When the government does not have the support of the House of Commons for a key policy it intends to deliver, the response should be to change that policy, persuade Parliament to back it, or for the government to fall. In relation to the Prime Minister’s intentions to exit the EU without a deal on 31 October, if one cannot be agreed by then, the government does not have the support of a majority in the House of Commons. Yet rather than engaging with Parliament, the Prime Minister has had it prorogued.

Not ‘normal’

The government argues that this is ‘normal’, but this is not the case: Parliament will be suspended for far longer than is the norm in modern times, usually up to a week prior to the start of a new session and a Queen’s Speech. Yet the context here is even more important than the length of the suspension: the use of prorogation to shut down parliamentary scrutiny for multiple weeks when one of the most disputed political issues of the current era falls to be decided by the government is problematic enough. But it is even more objectionable when this also considerably reduces the time available for parliamentarians trying to generate a majority in opposition to the government’s ‘no deal’ Brexit plans to take alternative action, whether through legislating to require an extension to the EU negotiations, or to challenge and replace the government through a vote of no confidence.
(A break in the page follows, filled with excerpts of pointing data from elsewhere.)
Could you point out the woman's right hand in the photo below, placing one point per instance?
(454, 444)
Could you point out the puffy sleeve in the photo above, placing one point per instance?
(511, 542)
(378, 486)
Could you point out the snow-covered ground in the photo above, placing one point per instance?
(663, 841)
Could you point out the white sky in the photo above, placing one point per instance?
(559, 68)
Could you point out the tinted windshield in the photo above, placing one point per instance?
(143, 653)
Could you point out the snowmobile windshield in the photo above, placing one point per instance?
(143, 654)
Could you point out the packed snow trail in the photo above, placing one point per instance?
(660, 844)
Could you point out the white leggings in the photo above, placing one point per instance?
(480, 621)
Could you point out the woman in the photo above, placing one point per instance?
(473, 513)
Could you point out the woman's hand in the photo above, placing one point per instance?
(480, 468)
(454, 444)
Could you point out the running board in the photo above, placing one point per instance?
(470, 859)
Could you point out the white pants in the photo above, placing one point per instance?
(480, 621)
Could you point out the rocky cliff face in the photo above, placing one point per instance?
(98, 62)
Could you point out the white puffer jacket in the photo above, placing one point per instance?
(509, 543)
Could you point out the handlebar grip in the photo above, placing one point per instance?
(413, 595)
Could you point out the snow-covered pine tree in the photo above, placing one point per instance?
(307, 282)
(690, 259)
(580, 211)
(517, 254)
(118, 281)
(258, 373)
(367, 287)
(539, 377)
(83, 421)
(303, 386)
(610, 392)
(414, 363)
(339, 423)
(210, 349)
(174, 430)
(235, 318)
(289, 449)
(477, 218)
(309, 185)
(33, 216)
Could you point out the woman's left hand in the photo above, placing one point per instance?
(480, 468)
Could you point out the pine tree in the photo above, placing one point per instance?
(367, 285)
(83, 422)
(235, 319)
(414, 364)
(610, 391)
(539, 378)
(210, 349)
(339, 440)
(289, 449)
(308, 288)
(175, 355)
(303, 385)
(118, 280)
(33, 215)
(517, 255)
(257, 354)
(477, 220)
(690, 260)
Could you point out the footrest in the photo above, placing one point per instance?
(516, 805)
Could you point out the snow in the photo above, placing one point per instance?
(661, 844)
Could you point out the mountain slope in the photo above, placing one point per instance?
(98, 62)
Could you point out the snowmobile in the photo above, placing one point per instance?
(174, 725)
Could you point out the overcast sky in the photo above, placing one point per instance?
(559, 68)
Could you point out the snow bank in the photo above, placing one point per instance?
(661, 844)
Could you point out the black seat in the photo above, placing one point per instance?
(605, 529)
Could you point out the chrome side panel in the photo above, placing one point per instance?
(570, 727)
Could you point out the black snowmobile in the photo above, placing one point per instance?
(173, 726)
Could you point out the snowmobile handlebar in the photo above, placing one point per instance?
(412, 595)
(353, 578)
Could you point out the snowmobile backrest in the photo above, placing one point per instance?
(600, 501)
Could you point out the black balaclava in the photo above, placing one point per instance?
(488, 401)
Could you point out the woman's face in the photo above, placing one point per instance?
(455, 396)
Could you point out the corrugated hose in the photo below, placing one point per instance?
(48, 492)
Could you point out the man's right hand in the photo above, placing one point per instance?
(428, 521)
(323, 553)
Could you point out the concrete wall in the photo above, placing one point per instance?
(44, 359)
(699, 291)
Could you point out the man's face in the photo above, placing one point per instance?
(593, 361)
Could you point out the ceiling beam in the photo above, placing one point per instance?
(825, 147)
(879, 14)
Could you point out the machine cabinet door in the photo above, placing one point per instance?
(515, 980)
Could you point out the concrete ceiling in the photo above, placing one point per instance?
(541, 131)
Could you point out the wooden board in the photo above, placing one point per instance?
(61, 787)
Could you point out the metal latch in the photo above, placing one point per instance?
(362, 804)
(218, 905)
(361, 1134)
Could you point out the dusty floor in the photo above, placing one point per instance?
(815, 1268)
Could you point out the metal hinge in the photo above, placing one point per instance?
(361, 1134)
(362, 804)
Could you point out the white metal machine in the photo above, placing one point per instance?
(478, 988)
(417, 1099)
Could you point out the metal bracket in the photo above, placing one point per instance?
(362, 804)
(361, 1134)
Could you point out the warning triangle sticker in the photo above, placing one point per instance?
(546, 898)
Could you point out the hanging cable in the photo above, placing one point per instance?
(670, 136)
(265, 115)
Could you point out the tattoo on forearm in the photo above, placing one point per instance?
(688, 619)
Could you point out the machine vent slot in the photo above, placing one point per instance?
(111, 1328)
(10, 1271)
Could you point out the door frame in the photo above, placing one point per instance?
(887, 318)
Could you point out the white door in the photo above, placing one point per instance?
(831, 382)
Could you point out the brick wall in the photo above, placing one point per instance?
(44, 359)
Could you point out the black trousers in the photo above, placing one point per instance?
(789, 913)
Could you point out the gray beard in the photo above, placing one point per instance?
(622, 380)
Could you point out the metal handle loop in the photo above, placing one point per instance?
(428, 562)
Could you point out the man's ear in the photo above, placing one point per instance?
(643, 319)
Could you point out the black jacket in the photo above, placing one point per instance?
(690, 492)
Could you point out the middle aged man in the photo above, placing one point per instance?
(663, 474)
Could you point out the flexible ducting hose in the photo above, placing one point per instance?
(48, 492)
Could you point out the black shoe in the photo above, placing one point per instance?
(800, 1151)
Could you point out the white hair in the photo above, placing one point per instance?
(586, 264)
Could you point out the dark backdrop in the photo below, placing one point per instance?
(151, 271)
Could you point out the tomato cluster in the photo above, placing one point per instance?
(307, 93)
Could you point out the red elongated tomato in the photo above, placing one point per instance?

In these circumstances, the prorogation of Parliament shows a clear disregard for substantive constitutional values. It limits the possibilities for a majority in Parliament to challenge the government’s agenda. It sidelines Parliament at a crucial moment in a short period of time when political decisions of immense important will be made. And it challenges the core democratic constitutional idea that the government is accountable to Parliament, precisely at the moment when the continuing confidence of the House of Commons in the government has become extremely precarious.

The government may have developed a pretext to justify the prorogation of Parliament. It has most likely followed a course of action which is lawful. But in doing so, it shows disdain for the basic idea of democracy which is both reflected in our legal and conventional arrangements, and which also transcends the specific constitutional rules of the UK’s political system.